Huh. What would happen if he tried to fire me? Still, what the hell does this message mean? The future of archaeology and history? Talk about being dramatic.
She stared at the message for a few more seconds. “No, something’s wrong. My instincts are telling me so.”
Peyton gave her an incredulous look. “Something wrong with some random professor? What, he got a really bad papercut, and he’s bleeding out by the printer?”
“If you remember, with your help, I became a random professor, too.” Shay shrugged. “Plus, this guy’s interested in something that might have a link to Oriceran, which means there could be some serious artifacts involved. Not like idiots don’t stumble upon random magic.” She shook her head. “No. I’m going now, and I want you to run support, just in case it’s some asshole I’m not expecting, like the Hollingsworth idiots or Yulia.”
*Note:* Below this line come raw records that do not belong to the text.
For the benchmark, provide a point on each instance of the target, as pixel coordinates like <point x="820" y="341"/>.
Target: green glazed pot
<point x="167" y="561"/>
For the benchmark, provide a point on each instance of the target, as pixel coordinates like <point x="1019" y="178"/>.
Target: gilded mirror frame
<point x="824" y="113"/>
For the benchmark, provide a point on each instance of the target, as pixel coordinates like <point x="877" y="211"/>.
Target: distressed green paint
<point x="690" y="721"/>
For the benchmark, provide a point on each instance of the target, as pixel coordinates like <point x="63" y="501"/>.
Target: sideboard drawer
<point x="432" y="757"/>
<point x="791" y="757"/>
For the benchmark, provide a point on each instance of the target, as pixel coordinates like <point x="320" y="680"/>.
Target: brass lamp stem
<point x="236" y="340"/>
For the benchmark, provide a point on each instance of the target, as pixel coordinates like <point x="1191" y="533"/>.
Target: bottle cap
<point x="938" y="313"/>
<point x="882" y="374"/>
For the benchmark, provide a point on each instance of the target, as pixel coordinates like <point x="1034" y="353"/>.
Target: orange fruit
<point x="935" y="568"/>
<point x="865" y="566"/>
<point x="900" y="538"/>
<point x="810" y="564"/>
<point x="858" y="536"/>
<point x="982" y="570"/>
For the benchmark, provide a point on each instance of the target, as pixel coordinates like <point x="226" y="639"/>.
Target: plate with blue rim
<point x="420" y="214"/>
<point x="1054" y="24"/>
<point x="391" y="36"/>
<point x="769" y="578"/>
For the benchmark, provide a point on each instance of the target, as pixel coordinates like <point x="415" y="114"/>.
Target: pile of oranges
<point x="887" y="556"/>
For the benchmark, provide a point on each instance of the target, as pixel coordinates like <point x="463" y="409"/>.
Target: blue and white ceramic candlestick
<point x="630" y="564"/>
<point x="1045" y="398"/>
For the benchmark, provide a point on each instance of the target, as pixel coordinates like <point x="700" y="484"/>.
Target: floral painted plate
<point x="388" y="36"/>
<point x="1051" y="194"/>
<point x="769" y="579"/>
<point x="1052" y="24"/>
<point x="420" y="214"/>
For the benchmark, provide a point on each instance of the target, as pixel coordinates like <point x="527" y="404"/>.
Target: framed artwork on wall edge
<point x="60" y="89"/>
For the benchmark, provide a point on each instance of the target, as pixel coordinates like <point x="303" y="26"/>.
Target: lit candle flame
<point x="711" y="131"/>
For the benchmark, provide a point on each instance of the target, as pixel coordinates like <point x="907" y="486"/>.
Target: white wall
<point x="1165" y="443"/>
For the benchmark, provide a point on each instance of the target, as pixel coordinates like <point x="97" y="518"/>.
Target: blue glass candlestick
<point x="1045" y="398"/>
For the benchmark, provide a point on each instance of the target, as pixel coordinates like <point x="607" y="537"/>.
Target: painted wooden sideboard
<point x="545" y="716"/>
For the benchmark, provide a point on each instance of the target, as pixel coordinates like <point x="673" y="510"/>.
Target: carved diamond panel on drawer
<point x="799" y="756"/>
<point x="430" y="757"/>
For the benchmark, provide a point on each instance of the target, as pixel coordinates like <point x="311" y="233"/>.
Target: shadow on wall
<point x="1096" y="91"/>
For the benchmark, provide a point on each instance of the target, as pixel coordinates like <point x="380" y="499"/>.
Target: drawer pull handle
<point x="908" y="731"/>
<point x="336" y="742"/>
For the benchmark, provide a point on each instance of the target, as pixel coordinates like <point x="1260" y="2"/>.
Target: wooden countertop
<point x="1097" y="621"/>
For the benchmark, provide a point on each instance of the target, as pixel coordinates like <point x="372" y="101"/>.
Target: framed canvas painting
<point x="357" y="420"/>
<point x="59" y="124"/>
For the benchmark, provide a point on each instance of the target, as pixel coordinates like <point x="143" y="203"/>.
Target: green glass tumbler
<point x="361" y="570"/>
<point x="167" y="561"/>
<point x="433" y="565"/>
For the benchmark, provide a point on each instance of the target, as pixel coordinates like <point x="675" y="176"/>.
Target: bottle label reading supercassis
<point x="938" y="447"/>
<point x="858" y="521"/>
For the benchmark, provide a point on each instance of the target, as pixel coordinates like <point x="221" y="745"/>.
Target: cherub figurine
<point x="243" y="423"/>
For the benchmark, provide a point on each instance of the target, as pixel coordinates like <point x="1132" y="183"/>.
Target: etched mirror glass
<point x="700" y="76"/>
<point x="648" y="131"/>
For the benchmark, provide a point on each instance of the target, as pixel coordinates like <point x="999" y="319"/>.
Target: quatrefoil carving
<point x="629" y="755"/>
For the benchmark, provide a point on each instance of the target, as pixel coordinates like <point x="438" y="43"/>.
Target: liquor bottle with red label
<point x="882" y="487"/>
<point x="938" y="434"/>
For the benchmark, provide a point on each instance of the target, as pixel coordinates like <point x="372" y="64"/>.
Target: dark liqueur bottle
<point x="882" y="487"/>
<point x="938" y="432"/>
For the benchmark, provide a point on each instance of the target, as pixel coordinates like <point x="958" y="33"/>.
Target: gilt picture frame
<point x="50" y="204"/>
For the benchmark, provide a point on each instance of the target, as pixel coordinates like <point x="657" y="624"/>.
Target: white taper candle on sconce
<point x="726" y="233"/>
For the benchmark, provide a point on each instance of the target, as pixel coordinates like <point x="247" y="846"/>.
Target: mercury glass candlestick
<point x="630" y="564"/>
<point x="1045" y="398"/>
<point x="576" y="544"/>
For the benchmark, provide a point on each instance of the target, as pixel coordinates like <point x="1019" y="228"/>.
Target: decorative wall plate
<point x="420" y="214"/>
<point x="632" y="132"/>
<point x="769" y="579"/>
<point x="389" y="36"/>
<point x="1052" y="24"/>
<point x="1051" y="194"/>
“Okay, you’re the boss, but please tell me you’re not going to have a gunfight at UCLA. You do that, we might not be able to cover it up.”
“I’ll just stick to knives then.” She winked.
Peyton groaned.
“Just remember, this isn’t a tomb raid,” Peyton murmured through her earpiece. “And you’re at a college. Even if it’s nighttime, there are enough people there that if they hear any gunfire you will get swarmed with cops. If that happens, I’m guessing the little truce you have with that AET lieutenant will go away.”